Embarking on a new fitness programme can be an exciting time.  In blog #2 I talked about the right level of intensity for a beginner to exercise at.  Too much too soon and it can quickly lead to setbacks and a loss of motivation.  In this blog I deal with some of the next steps to planning a progressive fitness program.

In our professional lives many of us are used to setting S.M.A.R.T (Specific, Measurable, Achievable, Relevant, Time-banded) objectives in planning our work.  If we recognise that an element of the project is outside of our knowledge and expertise, we seek the consultation of an expert in the given field.  Why not apply the same approach with a fitness programme?  With the support of fitness professional you will be able to plan your programme and be confident that you are well prepared for the exciting project ahead of you.

As you progress, it is useful to make the right checks at the right times depending on what your objectives are.  If the checks are based on unrealistic expectations, don’t factor in all relevant performance criteria, or they are carried out at the wrong times, then failure in meeting your objectives may lead to a drop in motivation and possibly giving up on your programme.

The following scenario includes an example of an objective and a correct and an incorrect progress check:

OBJECTIVE – From being completely inactive at the start, to start exercising, lose 25kg in weight and tone up.

CORRECT – Check weight and body fat % at start.  Expect to increase muscle weight and lose body fat.  If weight is the same at the 4 week check and body fat % has gone down by 2%, good progress has been made.

INCORRECT – Check weight only at start.  After 4 weeks a lot of effort has been made in the gym and fitness has increased slightly.  This has increased motivation to carry on.  However, weight hasn’t dropped.  A view is subsequently taken that exercise has been a waste of effort.

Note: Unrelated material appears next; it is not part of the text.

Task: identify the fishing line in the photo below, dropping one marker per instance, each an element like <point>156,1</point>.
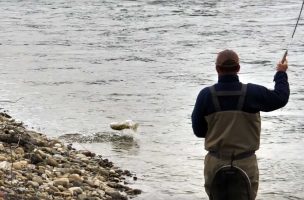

N.B – By improving the muscle structure of the body, it is possible to lose weight and more importantly, keep it off permanently.  Weight loss can sometimes be more drastic without this improvement in muscle tone, but it normally involves losing fat and muscle.  It is more beneficial for lasting weight loss to maintain muscle mass because it will lead to an increased metabolism once the fat has been lost.  In the short term this may mean a slower drop in weight.  Don’t let this knock your motivation.  Look for more meaningful criteria and tests to check progress.  A fitness professional can guide you in this.